“There are militant forms of pietism found in the polyester theology of fundamentalism. Here the emphasis is progressive morality. Or, on the other end of the pietistic spectrum, there are more popular and therapeutic forms. Anytime a sermon sounds like a self-help course and preacher sounds like a life-coach, you’re on this end of things. Despite the extreme and obvious differences in these two brands of pietism, they have one thing that binds them together; they are mainly concerned about how the individual lives. The fundamentalist wants to make sure you’re behaving. The pragmatist wants to make sure you’re flourishing. Different tones. Same focus—the life of the Christian.
Not long after the Reformation a tedious and drawn out theological debate occurred within German Lutheranism over many number of issues. Disputations, as they were known, were common practice among the clergy. The pulpit was more or less a scholar’s desk.The pendulum had swung in the direction of hyper-orthodoxy and away from the initial personal effects of the Reformation. The Christian life was largely unaddressed. This focus created a distance between the clergy and laity. It put the practical truths of Scripture out of the hands of ordinary people. The combination of these and other factors led to nominalism within the Church. People attended church because that’s what German Protestants do.

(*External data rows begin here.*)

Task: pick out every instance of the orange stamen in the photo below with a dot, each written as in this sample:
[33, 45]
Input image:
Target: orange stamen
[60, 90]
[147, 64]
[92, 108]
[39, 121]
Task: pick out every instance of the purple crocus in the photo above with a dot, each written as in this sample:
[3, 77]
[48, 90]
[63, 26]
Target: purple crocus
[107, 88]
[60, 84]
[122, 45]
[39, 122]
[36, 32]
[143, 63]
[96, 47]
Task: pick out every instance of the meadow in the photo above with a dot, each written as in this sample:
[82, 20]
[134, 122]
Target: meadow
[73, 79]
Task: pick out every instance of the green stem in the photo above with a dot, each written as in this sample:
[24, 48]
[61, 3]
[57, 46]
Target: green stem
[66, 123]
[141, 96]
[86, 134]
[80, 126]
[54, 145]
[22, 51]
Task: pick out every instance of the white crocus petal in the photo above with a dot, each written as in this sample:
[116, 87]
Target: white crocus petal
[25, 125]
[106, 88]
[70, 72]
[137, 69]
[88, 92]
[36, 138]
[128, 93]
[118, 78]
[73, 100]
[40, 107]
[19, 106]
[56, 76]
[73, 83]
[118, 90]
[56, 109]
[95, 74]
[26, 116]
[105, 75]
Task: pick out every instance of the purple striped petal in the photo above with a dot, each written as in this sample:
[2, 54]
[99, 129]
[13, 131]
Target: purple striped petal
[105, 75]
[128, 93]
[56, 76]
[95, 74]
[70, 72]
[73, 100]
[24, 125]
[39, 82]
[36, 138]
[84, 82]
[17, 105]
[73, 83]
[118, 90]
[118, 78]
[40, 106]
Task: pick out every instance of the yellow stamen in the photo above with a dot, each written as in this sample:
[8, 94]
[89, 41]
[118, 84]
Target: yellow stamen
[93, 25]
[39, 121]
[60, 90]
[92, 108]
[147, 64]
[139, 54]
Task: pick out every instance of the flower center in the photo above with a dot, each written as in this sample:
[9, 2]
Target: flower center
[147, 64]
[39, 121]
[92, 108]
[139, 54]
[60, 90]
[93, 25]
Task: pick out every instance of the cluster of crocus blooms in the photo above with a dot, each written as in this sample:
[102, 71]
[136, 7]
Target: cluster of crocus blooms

Many prominent leaders of the time bemoaned the condition of the Lutheran state church and sought to change it. The Church needed to recapture the vital spiritual experience of the individual. To accomplish this they began to introduce elements of medieval mysticism back into common Christian practice. They wanted to replace hyper-orthodoxy with inner spiritualism and an “applied Christianity.” This is the moment pietism was born. Pietism is by nature a reaction to the extremes of confessional theology and the Church’s negligence of spirituality. In the pietist’s eyes sacramentalism and confessionalism were to blame for the condition of the Church. As a result, the confessional standards of the Church were largely ignored. The pendulum was pushed back in the opposite direction. Individual experience rather than orthodoxy was the central focus of the pietists. Pietism, wherever it ends up, carries with it elements of quietism (Christian mysticism), legalism, and separatism. Our modern idea of “personal holiness” finds its origins here, as does our penchant for obsessive spirituality, our modern concepts of “devotions” and a “devotional life,” and our practice of spiritual disciplines. By contrast, we might say reformed confessionalism emphasizes the objective realities of the work of Christ, and pietism emphasize subjective experiences of the individual Christian. The theology of the Reformation pointed out to Christ .The theology of pietism pointed in to the Christian.”